Philharmonischer Chor Kiel

Kieler Neueste Nachrichten, 02.04.1930

Volkskonzert in der Nikolaikirche

Händel — Jochum — Thomas

Händels „Concerto grosso“ B-Dur op. 3 Nr. 1 stand zu Häupten des Abends mit seiner wuchtigen Vortragsfolge. Es ist wahr­haft ein großes Konzertstück und ein stolzes Opus 3 aus reich sich entfaltendem Händelgeist. Das erste Thema steigt markig durch den B-Dur-Dreiklang hernieder, Oboen musizieren. Alsogleich hebt ein Spiel und Widerspiel an. Es fügt sich alles so leicht und ist doch qua­dernschwer. Das folgende Largo ist voll Süßigkeit des Klanges. Die Oboe erhebt ihr Lied, und alle musizieren sie mit: die beseligten Violinen, die mit Andacht herzutretenden anderen Klangcharaktere. Der Schlußsatz wird ein freudiger Ausklang über so viel Schönheit. Sogar die Fagotte werden überaus lebendig in ihrer Terzen-Frohheit.
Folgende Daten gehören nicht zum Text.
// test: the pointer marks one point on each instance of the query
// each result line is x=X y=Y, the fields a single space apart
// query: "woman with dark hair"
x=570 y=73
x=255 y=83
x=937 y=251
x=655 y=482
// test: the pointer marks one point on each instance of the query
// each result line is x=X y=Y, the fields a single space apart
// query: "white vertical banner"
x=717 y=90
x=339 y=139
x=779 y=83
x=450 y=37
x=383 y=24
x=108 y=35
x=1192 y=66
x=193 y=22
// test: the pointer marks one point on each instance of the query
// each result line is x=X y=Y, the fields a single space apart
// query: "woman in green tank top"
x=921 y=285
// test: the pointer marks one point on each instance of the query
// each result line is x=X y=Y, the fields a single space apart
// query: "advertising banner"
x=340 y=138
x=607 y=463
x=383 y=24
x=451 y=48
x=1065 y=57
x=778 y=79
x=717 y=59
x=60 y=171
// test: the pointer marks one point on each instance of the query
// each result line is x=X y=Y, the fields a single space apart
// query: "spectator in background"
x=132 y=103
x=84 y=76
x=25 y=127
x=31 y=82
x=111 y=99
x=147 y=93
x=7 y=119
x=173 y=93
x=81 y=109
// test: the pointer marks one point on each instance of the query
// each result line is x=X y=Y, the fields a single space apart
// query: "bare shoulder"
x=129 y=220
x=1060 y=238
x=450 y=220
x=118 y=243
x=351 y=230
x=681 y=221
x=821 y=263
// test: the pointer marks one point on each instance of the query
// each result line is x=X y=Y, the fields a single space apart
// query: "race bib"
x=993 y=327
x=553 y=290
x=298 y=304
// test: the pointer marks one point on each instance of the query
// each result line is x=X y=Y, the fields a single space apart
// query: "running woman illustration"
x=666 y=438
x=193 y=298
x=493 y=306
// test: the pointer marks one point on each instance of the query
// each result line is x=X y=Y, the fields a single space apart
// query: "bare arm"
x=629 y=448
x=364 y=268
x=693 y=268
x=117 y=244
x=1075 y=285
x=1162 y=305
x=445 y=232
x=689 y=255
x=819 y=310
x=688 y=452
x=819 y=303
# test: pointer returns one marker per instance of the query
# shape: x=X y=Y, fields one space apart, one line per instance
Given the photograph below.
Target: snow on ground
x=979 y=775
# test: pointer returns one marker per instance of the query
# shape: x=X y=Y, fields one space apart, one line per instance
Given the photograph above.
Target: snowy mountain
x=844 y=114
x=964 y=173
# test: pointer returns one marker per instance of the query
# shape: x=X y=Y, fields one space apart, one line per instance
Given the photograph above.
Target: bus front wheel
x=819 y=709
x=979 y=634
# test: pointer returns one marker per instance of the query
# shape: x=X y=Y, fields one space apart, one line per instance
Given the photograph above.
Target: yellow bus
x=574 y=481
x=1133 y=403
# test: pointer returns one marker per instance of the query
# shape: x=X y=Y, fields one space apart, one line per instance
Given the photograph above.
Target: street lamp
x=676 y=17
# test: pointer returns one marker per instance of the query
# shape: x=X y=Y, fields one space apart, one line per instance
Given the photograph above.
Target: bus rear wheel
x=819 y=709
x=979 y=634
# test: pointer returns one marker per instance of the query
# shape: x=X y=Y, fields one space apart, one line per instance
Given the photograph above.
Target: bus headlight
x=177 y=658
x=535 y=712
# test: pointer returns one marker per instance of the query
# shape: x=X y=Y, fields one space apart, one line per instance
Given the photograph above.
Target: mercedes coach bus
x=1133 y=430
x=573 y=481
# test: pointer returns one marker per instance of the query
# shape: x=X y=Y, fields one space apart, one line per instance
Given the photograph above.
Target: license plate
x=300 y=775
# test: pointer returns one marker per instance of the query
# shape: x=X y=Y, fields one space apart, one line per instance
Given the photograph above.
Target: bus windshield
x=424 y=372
Das zweite Hauptstück der Vortragsfolge war eine Passaca­glia und Fuge für Orgel und orchester von Otto Jochum, dem Bruder des früheren Opernkapellmeisters am Kieler Stadttheater. Das Werk erlebte seine Uraufführung. Die Orgel spielt einen Introitus mit temperamentvollem Umgestüm, gleichsam als improvisatorischen Eingang zur folgenden Feierlichkeit der breit und ruhvoll gegründeten Passacaglia, deren Variationenwerk im wechselreichen Spiel um das Thema zur Geltung kommt. Die Fuge fügt sich spritzig-erregt an. Die zweite Violine beginnt; es wächst hinauf, es ebbt zurück, es drängt rasch zum aufrauschenden Ende, ohne die Fugenform in ihrer ganzen Breite und Tiefe erschöpft zu haben. Dieses Opus 12 des Komponisten Otto Jochum gibt ein Bild mit allen typischen Zügen heutigen Musikschaffens. Man erkennt und respektiert die technische Beherrschung der Mittel, man freut sich des architektonisch gegliederten Aufbaus dieser Musik. Aber die Wärme der eindringlichen, überzeugenden Ueberredungsgabe tritt zurück gegen eine Beredsamkeit mit großer Geste. Man hört ihr interessiert zu, denn sie gibt sich geistreich.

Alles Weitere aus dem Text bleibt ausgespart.